The May 21 Bangor Daily News featured a story about the conservation of 342,000 acres in a deal put together by Downeast Lakes Land Trust, which raised $34.8 million to purchase the land and conservation easements. Nine years ago some Grand Lake Stream residents, concerned about “the long-term future of the working forests and the growing threat of development,” decided to take action, and subsequently raised the funds to create one of the largest conservation blocks the state has ever seen. These folks deserve our thanks. They saw a need for conservation and met that need.
Contrast this with Plum Creek Timber Co.’s proposal for massive development in the Moosehead region. Proponents argue that the donation of 90,000 acres of industrial forest conservation land in exchange for allowing Plum Creek to develop 975 subdivision lots and an additional 1,050 resort units, many of which will be seasonal home lots, is a worthwhile deal. Taxpayers are also being given the privilege of helping to purchase an easement on 266,000 acres of industrial forest for $10 million, raised through tax dollars and private donations, and purchasing in fee simple 75,000 acres of conservation land, for $25 million raised in a similar manner. We are “warned” that without approval of this plan, this land will be developed to the maximum capacity over the coming years.
After two days of staff presentations of recommended changes to the Plum Creek concept plan, the Land Use Regulation Commission seemed willing to grant the rezoning application if the company was willing to make the recommended changes. Various commissioners made it clear that the only reason they were considering supporting Plum Creek’s plan was the large amount of conservation land that would be made available. Staff and consultants made it clear that the conservation land transactions must be consummated before issuing any development approvals, recommended significant changes in permitted uses on the conservation land, and strongly suggested that the conservation easements be held by the Bureau of Parks and Lands, a state agency.

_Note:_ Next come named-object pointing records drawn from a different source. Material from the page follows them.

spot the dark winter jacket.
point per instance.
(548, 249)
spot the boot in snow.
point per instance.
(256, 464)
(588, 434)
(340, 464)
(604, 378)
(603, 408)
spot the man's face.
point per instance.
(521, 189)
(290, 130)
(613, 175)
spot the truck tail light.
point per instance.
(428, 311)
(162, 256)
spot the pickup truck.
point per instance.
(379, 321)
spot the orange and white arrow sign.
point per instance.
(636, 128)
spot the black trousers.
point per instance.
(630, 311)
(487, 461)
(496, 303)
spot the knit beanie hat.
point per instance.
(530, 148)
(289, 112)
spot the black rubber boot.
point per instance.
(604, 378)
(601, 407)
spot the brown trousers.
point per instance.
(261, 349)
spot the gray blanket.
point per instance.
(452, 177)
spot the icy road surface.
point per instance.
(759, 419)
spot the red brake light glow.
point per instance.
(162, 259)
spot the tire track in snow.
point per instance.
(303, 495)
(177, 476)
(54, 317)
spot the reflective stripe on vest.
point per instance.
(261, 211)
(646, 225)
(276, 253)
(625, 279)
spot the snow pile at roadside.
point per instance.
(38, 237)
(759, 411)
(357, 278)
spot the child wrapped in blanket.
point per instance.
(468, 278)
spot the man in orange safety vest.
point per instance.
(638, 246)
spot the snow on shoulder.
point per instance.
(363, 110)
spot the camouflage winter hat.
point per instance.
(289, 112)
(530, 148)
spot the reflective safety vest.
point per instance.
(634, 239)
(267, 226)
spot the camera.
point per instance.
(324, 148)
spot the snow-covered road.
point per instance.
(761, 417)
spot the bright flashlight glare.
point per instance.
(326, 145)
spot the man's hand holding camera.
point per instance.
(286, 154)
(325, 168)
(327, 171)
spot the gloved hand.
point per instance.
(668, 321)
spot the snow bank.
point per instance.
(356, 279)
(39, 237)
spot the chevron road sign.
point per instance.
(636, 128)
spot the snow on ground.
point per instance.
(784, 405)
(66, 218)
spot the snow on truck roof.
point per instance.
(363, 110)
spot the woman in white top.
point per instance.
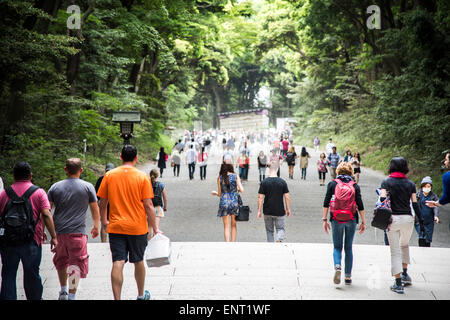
(202, 162)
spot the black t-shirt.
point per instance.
(273, 188)
(400, 191)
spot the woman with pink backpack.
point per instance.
(202, 162)
(343, 198)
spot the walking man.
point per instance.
(25, 247)
(129, 193)
(334, 159)
(272, 190)
(191, 157)
(103, 234)
(71, 198)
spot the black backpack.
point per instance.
(290, 159)
(157, 194)
(17, 223)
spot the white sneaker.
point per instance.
(63, 295)
(337, 276)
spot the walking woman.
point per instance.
(316, 143)
(304, 162)
(343, 197)
(401, 191)
(243, 163)
(162, 158)
(348, 156)
(159, 196)
(356, 164)
(290, 160)
(229, 185)
(322, 168)
(430, 215)
(262, 165)
(176, 160)
(202, 162)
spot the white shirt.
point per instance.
(330, 146)
(190, 155)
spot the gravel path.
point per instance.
(192, 210)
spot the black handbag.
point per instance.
(244, 211)
(382, 215)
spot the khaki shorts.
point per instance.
(159, 212)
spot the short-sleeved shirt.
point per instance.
(285, 144)
(334, 159)
(39, 202)
(125, 188)
(273, 189)
(71, 198)
(400, 191)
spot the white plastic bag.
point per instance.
(158, 251)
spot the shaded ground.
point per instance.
(192, 209)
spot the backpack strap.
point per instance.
(12, 194)
(30, 192)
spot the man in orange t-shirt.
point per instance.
(129, 194)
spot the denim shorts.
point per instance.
(127, 247)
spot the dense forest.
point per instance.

The juxtaposition of these two projects that concern almost identical amounts of conservation land, for an almost identical cost, is stark. Downeast Lakes worked for many years to create a conservation project that served the needs of the region’s residents, including recognition of their economic needs. As the Downeast Lakes Land Trust Web site notes, the project is “designed to sustain a natural resource based, rural community economy … to take advantage of this incredible conservation opportunity, one that will offer support to the local economy, linked by tradition to the natural resource base for sustenance.”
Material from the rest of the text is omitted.